Fruitcompagnie present bij Pop-Up Kunst en Muziek 2018
Fruitcompagnie met Felix Hogeboom (voordracht/zang), Jelle Bouwhuis (gitaar/synths.) en Thijs Fatels (kleine percussie met effecten) speelt een korte set met poëtische teksten die zowel worden gezongen als voorgedragen. Het eerste nummer ‘Als de zon hoog aan de hemel staat’ valt onder de categorie light verse en is geschreven door compagnon Sjoerd van Berkel, medeoprichter van de Fruitcompagnie in 1993, en momenteel wat minder actief. De gitaar met pedaaleffect overtuigt door de inventieve benadering van het spel.

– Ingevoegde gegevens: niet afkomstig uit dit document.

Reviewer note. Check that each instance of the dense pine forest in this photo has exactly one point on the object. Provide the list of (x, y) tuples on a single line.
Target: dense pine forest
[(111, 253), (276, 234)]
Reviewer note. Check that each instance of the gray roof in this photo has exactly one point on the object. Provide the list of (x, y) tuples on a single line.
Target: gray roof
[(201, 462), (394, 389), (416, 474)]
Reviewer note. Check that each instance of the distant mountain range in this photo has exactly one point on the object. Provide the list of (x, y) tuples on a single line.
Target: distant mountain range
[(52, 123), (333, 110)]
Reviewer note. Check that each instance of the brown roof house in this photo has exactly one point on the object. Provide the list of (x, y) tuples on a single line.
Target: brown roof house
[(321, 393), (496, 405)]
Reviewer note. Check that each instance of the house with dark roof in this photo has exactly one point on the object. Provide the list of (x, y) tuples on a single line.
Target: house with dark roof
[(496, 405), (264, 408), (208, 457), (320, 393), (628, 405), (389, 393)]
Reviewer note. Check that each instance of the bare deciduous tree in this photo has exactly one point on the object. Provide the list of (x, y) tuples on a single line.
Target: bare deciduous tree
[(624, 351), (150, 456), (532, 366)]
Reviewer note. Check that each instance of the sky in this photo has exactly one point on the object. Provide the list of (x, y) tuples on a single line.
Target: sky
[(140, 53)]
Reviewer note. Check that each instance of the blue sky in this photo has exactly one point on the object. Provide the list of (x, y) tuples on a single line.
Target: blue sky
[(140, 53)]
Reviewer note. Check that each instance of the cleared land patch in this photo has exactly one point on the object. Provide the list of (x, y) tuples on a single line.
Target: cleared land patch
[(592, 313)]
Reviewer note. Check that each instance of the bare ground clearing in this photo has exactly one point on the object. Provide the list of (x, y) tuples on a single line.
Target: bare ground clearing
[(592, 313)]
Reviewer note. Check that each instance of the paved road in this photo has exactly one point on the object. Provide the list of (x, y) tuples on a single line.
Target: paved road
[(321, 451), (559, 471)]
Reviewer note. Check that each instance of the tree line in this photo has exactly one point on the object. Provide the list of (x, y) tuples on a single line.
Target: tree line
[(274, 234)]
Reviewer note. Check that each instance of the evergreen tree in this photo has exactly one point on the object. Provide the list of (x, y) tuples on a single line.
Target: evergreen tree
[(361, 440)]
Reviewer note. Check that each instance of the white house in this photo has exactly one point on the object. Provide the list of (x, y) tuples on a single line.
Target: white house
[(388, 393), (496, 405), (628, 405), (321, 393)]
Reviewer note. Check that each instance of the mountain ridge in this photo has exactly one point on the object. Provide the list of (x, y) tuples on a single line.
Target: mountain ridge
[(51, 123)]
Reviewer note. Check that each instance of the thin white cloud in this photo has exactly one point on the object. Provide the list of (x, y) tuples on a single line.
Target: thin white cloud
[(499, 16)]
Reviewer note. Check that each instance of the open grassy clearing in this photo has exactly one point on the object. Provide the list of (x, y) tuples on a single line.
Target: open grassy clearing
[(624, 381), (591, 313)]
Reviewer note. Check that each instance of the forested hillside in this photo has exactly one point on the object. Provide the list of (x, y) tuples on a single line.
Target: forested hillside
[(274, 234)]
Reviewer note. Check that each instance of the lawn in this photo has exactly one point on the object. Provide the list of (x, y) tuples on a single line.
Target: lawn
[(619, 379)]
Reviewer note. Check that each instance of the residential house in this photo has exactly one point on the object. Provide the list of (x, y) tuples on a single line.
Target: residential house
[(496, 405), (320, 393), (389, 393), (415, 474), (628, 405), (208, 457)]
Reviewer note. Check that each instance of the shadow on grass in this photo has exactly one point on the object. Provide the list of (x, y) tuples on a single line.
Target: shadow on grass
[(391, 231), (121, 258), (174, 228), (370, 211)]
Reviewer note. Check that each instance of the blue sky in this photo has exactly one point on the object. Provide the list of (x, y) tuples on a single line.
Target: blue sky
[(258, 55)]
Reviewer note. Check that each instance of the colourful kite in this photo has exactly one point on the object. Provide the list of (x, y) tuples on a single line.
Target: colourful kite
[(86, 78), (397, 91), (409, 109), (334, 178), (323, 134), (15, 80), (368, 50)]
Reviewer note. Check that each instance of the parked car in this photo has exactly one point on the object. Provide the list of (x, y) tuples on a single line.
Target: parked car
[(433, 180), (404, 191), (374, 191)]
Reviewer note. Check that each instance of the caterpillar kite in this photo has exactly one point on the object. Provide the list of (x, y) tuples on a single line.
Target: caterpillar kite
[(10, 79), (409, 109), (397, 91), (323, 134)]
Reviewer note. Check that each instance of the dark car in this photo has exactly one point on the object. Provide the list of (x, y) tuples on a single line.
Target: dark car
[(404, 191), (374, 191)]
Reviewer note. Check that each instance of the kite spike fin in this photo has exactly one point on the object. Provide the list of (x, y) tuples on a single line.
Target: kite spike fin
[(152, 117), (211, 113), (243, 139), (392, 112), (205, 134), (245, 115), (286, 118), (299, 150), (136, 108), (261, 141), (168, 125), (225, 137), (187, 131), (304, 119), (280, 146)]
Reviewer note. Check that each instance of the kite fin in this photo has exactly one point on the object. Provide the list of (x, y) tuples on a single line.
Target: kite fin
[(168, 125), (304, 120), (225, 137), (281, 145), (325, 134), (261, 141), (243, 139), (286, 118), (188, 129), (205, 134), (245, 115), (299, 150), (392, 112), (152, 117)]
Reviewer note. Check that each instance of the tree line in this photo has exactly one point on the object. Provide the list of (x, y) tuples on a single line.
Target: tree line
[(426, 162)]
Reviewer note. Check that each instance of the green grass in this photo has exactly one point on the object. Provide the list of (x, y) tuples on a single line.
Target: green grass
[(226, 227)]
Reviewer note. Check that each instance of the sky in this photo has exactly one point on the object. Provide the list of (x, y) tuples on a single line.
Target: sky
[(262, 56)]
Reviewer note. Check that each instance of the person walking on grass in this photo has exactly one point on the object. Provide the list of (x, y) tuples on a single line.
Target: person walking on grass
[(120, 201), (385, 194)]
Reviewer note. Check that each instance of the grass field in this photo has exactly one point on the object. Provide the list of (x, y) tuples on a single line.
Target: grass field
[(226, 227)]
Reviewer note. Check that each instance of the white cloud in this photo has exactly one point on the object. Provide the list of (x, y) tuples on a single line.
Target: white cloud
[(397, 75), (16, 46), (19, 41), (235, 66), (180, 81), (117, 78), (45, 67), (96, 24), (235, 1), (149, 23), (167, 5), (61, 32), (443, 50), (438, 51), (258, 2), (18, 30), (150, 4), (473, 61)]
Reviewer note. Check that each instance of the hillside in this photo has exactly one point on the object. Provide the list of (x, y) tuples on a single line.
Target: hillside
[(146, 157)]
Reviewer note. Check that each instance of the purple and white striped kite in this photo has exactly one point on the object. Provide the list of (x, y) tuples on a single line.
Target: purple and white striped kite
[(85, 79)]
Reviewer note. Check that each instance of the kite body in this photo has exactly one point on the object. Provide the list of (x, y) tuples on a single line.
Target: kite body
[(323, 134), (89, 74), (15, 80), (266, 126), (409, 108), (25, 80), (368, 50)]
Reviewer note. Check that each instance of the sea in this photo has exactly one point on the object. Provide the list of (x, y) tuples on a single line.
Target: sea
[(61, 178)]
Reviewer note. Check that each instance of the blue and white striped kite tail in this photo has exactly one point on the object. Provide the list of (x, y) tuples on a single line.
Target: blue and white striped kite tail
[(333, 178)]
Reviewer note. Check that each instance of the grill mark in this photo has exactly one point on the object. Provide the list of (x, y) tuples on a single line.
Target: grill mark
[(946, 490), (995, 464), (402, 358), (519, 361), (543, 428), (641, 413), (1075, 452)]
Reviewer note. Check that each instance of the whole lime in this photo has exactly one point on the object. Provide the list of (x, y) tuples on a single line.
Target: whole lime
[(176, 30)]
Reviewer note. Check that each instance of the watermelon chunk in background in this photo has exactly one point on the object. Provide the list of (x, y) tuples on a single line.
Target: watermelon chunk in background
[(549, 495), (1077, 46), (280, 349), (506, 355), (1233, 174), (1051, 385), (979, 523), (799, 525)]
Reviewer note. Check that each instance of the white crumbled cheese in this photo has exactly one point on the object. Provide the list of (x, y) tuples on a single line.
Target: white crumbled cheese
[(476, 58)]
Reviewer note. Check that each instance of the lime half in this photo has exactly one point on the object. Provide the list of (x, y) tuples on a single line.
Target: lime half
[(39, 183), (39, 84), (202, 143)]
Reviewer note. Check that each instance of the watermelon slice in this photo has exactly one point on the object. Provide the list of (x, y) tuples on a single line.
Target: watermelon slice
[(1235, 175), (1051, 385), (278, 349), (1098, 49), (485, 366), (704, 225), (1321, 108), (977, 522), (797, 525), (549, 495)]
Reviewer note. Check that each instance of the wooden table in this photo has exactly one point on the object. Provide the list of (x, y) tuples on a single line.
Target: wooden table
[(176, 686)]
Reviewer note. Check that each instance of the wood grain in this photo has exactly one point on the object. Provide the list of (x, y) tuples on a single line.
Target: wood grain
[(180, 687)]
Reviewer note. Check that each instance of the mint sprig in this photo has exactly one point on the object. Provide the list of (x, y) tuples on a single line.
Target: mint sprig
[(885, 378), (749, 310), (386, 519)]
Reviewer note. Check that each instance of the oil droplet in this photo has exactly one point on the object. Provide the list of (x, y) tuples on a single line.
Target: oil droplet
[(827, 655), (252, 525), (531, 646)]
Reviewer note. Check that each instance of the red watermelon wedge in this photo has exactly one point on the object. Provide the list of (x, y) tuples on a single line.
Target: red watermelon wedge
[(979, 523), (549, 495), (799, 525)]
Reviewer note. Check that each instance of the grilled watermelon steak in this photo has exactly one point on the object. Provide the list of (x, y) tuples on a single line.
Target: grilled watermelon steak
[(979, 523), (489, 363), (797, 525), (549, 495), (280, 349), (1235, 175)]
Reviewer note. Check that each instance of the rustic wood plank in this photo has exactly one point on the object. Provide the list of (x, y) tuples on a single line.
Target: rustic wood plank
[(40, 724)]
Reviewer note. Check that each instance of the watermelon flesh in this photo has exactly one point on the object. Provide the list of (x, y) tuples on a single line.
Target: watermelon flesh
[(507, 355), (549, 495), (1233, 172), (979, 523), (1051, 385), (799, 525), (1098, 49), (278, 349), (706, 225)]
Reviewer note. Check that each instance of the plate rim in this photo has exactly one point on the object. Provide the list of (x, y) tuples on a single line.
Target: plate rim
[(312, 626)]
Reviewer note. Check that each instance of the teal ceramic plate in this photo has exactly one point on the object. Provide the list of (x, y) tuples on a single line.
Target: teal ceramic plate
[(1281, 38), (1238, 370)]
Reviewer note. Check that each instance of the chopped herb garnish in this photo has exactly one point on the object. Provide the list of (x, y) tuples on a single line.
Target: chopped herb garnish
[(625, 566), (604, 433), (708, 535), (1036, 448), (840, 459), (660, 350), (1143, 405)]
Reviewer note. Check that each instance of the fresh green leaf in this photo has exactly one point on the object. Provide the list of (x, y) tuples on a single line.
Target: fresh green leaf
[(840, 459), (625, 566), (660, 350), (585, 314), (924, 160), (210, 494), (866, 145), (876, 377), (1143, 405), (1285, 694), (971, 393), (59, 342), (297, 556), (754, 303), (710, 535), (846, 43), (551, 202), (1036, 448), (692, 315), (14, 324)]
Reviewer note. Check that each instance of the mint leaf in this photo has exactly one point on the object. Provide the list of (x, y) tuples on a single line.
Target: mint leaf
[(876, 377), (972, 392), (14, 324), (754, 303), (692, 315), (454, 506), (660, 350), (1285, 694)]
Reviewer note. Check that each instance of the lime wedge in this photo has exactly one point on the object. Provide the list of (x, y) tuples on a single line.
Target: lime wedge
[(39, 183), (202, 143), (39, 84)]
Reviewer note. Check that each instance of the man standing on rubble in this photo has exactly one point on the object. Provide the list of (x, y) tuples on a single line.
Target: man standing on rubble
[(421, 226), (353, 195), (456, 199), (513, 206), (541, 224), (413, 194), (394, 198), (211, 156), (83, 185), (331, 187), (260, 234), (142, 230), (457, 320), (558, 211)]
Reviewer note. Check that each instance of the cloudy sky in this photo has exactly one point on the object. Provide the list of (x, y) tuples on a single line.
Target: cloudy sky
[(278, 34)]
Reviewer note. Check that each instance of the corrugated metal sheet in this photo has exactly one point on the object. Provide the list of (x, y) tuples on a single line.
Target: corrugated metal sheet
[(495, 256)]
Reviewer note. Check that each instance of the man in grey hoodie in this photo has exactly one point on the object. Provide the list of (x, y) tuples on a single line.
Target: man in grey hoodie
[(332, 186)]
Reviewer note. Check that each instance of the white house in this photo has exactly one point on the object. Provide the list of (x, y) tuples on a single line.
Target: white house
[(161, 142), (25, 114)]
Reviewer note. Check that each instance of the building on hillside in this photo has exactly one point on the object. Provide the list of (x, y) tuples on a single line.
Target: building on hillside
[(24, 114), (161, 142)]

Bij de absurde, bevreemdende tekst getiteld Fruitstock krijgt de gitarist de ruimte voor een improviserende solo-aanpak, terwijl het ritmepatroon van de sequencer doorloopt. De act krijgt zijn zeggingskracht door de consequente tekstbenadering van de performer. De Fruitcompagnie is met zijn eigenzinnige aanpak moeilijk te plaatsen in een genre, wellicht past de typering kleinkunst nog het best.
‘Ik voel me zo goed’ is een wat naïef nummer waarbij de theatrale overdrijving, naar idee van theaterregisseur Johnstone, essentieel is. De gitarist speelt een relatief eenvoudig blues- en rockthema met enige funky licks. Bij het volgende nummer ‘Als je me roept’ ook weer die eenvoud van tekst, echter met onverwacht wisselende zinslengte en beschouwelijke passages. De tekst plooit zich binnen de vorm van de muziek en de performer voelt zich als een vis in het water. De gitarist speelt korte staccato licks in stuwend, funky ritme met wat magere toon, ritme is hier leidend. Instemmend applaus van het publiek volgt.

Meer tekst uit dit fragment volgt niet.